La présidente du nouveau Parti chrétien-démocrate, Christine Boutin, évoque son jetage du gouvernement en termes peu amènes. L'ancien ministre du Logement se plaint d'avoir été maltraitée et se dit victime d'un délit de sale gueule . A-t-elle été écartée en raison de ses idées ?
En préliminaire, on doit se rappeler que la constitution d'un gouvernement est ce qu'il y a de plus imprévisible et de moins logique. C'est l'acte le plus politique qui soit, le plus politicien devrait-on dire, par conséquent le plus frustrant pour les exclus, les évincés, et les malchanceux de toute sorte. S'il y a un domaine où les droits acquis n'existent pas et où les promesses n'engagent que ceux qui les reçoivent, c'est bien celui-ci.

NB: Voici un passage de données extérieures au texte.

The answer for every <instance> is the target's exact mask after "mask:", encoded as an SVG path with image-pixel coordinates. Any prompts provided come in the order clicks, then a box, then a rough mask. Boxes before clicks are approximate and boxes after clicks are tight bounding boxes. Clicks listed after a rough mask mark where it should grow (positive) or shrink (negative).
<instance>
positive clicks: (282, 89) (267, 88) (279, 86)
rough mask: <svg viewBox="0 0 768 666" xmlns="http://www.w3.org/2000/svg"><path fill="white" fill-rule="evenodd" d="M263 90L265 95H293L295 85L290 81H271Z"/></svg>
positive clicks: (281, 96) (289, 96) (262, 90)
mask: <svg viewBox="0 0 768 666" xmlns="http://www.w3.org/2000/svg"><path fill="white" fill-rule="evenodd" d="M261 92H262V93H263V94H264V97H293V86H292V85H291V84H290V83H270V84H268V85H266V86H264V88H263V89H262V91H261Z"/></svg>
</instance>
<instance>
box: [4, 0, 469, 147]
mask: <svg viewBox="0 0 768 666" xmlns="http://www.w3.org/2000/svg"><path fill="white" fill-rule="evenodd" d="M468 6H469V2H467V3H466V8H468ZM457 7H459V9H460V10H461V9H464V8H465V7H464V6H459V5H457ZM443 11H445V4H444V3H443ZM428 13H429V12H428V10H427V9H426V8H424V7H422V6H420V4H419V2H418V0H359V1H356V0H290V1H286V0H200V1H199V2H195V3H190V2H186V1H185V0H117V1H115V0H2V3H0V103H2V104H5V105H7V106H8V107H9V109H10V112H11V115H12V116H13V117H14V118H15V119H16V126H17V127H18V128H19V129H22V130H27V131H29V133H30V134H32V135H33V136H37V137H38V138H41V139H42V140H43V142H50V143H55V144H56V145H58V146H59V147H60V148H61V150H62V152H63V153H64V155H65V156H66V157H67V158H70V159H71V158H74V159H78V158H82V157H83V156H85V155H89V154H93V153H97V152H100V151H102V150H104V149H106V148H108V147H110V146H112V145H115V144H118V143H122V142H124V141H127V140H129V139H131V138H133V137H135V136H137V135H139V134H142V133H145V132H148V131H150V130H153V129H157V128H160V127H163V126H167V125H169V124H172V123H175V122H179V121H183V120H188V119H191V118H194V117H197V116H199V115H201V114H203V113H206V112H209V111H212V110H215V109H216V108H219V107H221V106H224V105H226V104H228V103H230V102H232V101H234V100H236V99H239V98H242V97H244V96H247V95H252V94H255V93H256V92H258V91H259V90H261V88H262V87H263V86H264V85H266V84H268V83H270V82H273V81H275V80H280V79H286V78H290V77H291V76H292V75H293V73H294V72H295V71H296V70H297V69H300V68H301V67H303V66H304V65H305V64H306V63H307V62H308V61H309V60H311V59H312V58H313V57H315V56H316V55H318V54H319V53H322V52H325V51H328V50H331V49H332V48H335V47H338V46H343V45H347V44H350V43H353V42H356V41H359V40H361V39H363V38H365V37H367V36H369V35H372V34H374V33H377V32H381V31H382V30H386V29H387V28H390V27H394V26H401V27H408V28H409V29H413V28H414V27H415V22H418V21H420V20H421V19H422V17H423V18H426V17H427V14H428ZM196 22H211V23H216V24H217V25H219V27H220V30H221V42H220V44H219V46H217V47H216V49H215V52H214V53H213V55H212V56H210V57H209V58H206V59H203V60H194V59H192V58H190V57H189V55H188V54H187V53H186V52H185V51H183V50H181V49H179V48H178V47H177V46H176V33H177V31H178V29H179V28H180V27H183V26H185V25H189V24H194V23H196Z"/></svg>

Deuxièmement, l'actuel équilibre des pouvoirs au sein de l'exécutif est tel que cet exercice est totalement dans les mains du président de la République, plus encore après les résultats des élections européennes. Il est notoire que François Fillon n'a contribué que marginalement à la constitution de ses gouvernements successifs, ayant surtout joué le rôle ingrat qui consiste, éventuellement, à déblayer le terrain préalable, plus sûrement à faire avaler les pilules présidentielles par ceux avec qui il entretient de meilleurs rapports. S'en prendre à lui pour épargner le chef de l'État n'est pas raisonnable.

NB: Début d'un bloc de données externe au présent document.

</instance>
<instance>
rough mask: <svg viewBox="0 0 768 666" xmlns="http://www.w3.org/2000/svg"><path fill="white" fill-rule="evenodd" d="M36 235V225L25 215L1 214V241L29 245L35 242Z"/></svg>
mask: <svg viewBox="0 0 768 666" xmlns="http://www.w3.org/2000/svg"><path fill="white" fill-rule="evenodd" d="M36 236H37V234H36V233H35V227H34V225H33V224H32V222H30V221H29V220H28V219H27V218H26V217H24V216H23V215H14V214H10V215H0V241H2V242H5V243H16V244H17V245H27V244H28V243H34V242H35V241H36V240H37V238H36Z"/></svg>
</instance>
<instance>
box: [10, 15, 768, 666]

Enfin, bien que Christine Boutin se soit bien tirée d'un ministère politiquement exposé à l'agitation politique récurrente (chaque hiver comporte un nouveau risque de dérapage qu'elle a su gérer avec doigté), elle paie probablement plusieurs ardoises. Peut-être des dysfonctionnements internes. Sans doute l'institution du droit au logement opposable (la loi du 5 mars 2007, dite DALO) dont elle est à l'origine mais qui, à l'expérience et une fois qu'on a quitté l'euphorie démagogique pour entrer dans le concret, s'avère politiquement scabreux et débouche sur un imbroglio juridico-administratif, notamment avec les collectivités locales, dont les prochains gouvernements n'ont pas fini de souffrir.

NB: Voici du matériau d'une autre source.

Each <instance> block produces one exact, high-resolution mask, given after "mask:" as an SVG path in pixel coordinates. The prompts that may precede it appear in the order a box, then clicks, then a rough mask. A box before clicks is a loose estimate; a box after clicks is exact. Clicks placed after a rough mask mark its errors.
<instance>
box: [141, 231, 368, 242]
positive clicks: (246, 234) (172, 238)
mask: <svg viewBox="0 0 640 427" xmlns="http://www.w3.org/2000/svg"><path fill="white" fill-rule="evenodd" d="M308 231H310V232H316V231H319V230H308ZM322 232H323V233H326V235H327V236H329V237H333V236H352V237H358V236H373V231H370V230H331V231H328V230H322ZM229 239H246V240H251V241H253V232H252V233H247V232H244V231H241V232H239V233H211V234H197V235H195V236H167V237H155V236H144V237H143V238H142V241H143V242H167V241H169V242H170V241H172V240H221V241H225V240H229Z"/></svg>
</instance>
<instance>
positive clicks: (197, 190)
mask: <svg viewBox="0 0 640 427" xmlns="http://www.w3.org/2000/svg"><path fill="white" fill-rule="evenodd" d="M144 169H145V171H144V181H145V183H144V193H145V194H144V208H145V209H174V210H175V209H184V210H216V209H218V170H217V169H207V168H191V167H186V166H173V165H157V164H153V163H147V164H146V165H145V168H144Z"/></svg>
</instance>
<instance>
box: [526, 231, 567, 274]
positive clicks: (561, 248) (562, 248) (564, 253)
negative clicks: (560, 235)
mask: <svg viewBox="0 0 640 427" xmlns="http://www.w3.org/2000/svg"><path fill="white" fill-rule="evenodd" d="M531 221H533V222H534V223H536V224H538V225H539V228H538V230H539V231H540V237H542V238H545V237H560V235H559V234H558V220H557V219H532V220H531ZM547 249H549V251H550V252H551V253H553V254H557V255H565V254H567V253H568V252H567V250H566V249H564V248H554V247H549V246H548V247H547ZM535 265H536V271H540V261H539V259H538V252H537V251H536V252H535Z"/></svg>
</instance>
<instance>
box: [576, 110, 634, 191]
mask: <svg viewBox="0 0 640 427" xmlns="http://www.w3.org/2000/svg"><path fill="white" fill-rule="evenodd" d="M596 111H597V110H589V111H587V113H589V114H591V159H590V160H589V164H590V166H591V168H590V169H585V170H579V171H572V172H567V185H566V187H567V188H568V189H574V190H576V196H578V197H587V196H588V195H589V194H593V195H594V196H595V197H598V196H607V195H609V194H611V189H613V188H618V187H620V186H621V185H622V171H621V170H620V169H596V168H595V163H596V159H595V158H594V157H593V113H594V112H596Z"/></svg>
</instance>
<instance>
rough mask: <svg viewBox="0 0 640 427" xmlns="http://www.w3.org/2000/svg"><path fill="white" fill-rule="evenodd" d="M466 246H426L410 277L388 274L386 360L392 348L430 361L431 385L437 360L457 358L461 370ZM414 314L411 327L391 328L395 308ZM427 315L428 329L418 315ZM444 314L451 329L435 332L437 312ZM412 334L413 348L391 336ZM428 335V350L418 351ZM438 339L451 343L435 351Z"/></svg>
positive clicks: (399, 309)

Plus certainement, mais cette circonstance est à son honneur, on lui reproche ses prises de position récentes contre plusieurs projets chers au Président (statut du beau-parent, mères porteuses, travail du dimanche).
On est en droit de penser que cette dernière raison a pesé lourd, d'autant plus que les faits sont récents et que Christine Boutin n'a pas eu le temps de les faire oublier ou de les compenser par d'autres actions. Or la solidarité gouvernementale, fût-elle de façade, est un principe-clé de fonctionnement de tout gouvernement. À cet égard, l'élue des Yvelines n'a pas les liens historiques ou personnels avec le président de la République qui lui eussent permis de prendre des libertés. Celui-ci n'a certainement pas apprécié d'avoir été bloqué de façon aussi visible politiquement sur des propositions symboliques : il l'a d'ailleurs fait savoir publiquement à l'époque. Pas plus qu'il n'a pardonné à Roger Karoutchi, malgré son "coming out" de sauvetage électoral, les plantages parlementaires récents que le ministre chargé des Relations avec le Parlement avait précisément pour mission de parer.
Poids politique
Même si l'amertume de Christine Boutin est compréhensible, il est toujours mal perçu de se lamenter sur sa propre éviction. On se souvient des femmes nommées dans le premier gouvernement Juppé, qu'on a appelé les juppettes , évincées en 1995, et dont rares sont celles qui ont survécu politiquement.
La question de fond est celle du poids politique de Christine Boutin. Le gouvernement remanié vise davantage à renforcer l'efficacité du dispositif et à maintenir la pression sur la gauche, qu'à soigner l'équilibre des courants politiques au sein de la majorité présidentielle. Certains ont cru que l'ouverture de Nicolas Sarkozy et son approche positive du fait religieux ouvraient un espace aux porte-drapeaux de telle ou telle tendance. Christine Boutin a volontiers campé un rôle dans cette perspective. Or les catholiques français ne fonctionnent pas sur le registre partisan : même unis sur l'essentiel, ils ne s'enferment jamais dans un seul parti ni autour d'une seule personnalité, ce qui est la sagesse même. Le nombre de parlementaires indépendants qui partagent leurs convictions en témoigne.
Sans doute une part des Français, catholiques ou non, ne restera pas insensible à l'éviction de la présidente du Parti chrétien-démocrate. Mais cette part est probablement insuffisante et trop peu homogène pour que celle-ci s'attribue le poids politique de cet électorat, que nul n'a jamais pu fédérer.